Brief van Multatuli aan dr. J.H. de Haas. Enkel velletje postpapier, waarvan blz. 1 en 2(¾) beschreven. (M.M.)

Met gedrukt kopje Ch. Brugma Hotel Weimar Rotterdam.

Saterdag avend [1.] Saterdag avend: de brief is pas de volgende dag verzonden, samen met die van 9 januari 1881.

Waarde Vriend! Zoo even ½8 ben ik hier aangekomen, doodmoê en zoo aamborstig dat ik haast geen geluid kan geven. Hoe dat overmorgen avend gaan zal, weten de Goden. Ik reken er maar op dat die benauwdheid gewoonlyk onder 't spreken beter wordt, maar ik moet erkennen dat ik heel erg tegen de voordracht van overmorgen opzie.

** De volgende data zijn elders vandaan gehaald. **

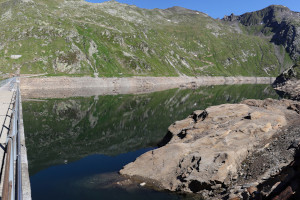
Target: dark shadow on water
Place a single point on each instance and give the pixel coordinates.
(76, 146)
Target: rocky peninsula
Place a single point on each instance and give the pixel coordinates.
(230, 151)
(288, 83)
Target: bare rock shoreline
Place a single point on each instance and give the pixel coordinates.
(58, 87)
(231, 151)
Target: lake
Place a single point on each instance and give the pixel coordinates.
(76, 146)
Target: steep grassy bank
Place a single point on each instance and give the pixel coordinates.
(111, 39)
(70, 129)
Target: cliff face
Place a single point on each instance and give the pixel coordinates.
(278, 23)
(112, 39)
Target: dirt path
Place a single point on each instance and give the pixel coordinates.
(59, 87)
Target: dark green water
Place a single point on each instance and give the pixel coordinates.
(76, 146)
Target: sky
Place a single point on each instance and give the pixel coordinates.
(214, 8)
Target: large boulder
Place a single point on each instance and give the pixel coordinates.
(206, 151)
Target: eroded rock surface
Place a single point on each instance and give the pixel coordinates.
(288, 83)
(204, 153)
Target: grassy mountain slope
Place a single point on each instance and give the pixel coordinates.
(70, 129)
(60, 37)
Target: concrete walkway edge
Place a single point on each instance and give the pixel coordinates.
(24, 161)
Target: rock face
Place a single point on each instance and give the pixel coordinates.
(277, 22)
(204, 152)
(288, 83)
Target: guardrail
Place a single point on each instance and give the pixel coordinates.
(12, 182)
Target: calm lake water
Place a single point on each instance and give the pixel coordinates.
(76, 146)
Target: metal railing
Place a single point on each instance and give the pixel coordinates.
(12, 182)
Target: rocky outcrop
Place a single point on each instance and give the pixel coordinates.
(277, 22)
(207, 152)
(287, 84)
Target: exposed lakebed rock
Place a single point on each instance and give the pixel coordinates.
(288, 83)
(223, 150)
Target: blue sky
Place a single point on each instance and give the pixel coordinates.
(214, 8)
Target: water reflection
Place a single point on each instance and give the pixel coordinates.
(83, 138)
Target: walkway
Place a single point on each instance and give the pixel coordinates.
(6, 98)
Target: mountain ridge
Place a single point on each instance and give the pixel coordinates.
(112, 39)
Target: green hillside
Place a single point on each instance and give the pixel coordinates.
(60, 37)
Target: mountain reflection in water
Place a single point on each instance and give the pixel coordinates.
(74, 144)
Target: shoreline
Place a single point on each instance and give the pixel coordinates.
(63, 87)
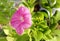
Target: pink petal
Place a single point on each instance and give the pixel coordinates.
(20, 30)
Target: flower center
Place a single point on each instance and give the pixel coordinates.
(21, 19)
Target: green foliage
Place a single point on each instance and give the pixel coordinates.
(44, 23)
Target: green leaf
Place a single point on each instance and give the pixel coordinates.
(37, 35)
(58, 16)
(3, 39)
(10, 38)
(24, 37)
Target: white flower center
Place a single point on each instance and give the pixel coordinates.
(21, 19)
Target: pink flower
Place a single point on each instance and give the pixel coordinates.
(21, 20)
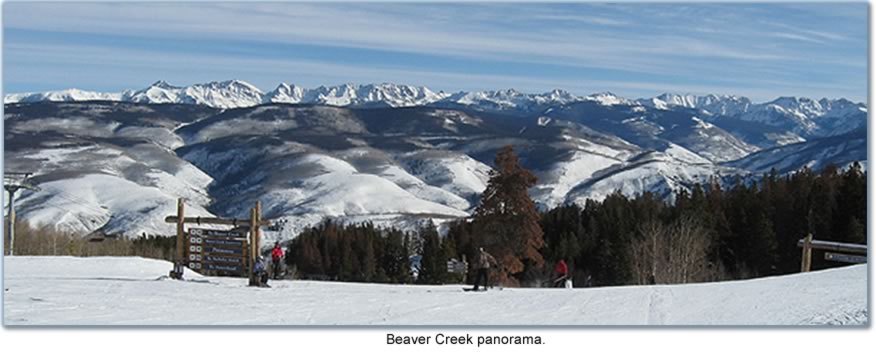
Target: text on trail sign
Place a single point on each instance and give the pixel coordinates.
(216, 233)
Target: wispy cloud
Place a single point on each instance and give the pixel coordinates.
(630, 48)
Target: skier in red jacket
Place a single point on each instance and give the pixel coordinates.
(276, 258)
(562, 271)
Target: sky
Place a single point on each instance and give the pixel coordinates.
(758, 50)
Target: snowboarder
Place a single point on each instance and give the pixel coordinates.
(276, 259)
(562, 273)
(261, 272)
(482, 264)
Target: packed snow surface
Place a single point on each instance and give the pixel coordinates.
(134, 291)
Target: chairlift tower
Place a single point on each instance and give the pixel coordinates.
(13, 182)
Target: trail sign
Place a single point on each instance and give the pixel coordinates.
(455, 266)
(220, 241)
(223, 267)
(225, 260)
(228, 251)
(216, 233)
(845, 258)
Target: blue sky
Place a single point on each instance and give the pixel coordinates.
(634, 50)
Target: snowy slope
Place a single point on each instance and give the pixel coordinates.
(393, 166)
(815, 154)
(132, 291)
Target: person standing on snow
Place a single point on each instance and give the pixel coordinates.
(276, 259)
(482, 264)
(260, 273)
(562, 272)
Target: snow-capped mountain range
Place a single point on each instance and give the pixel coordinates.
(390, 154)
(236, 94)
(802, 116)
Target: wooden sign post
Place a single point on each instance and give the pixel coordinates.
(806, 262)
(216, 250)
(845, 251)
(179, 265)
(255, 233)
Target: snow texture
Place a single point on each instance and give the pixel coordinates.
(135, 291)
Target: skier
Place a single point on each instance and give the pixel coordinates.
(276, 259)
(562, 272)
(260, 272)
(482, 263)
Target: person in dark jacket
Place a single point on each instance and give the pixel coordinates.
(482, 264)
(276, 259)
(561, 270)
(260, 272)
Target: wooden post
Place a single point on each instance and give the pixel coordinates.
(256, 228)
(179, 266)
(252, 251)
(806, 262)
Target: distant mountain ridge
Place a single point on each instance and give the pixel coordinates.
(802, 116)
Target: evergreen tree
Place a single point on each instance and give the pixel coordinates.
(434, 262)
(506, 221)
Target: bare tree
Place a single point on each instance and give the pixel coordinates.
(674, 254)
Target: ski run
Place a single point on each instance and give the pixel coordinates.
(135, 291)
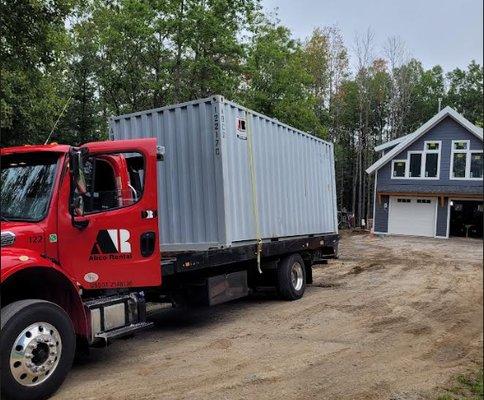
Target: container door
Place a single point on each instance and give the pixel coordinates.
(111, 239)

Morgen wil ik liefst niet uitgaan. Is het niet te veel gevergd dat gy en misschien ook onze beste de Wolff my even komen opzoeken? Van Geisenheim heb ik de hartelyke komplimenten meegekre-gen, vooral aan ‘de Mevrouw van den ezel’ zooals Wouter uw lieve vrouw noemt. Ook van de kindertjes waar hy dien ezel kreeg, spreekt hy dikwyls.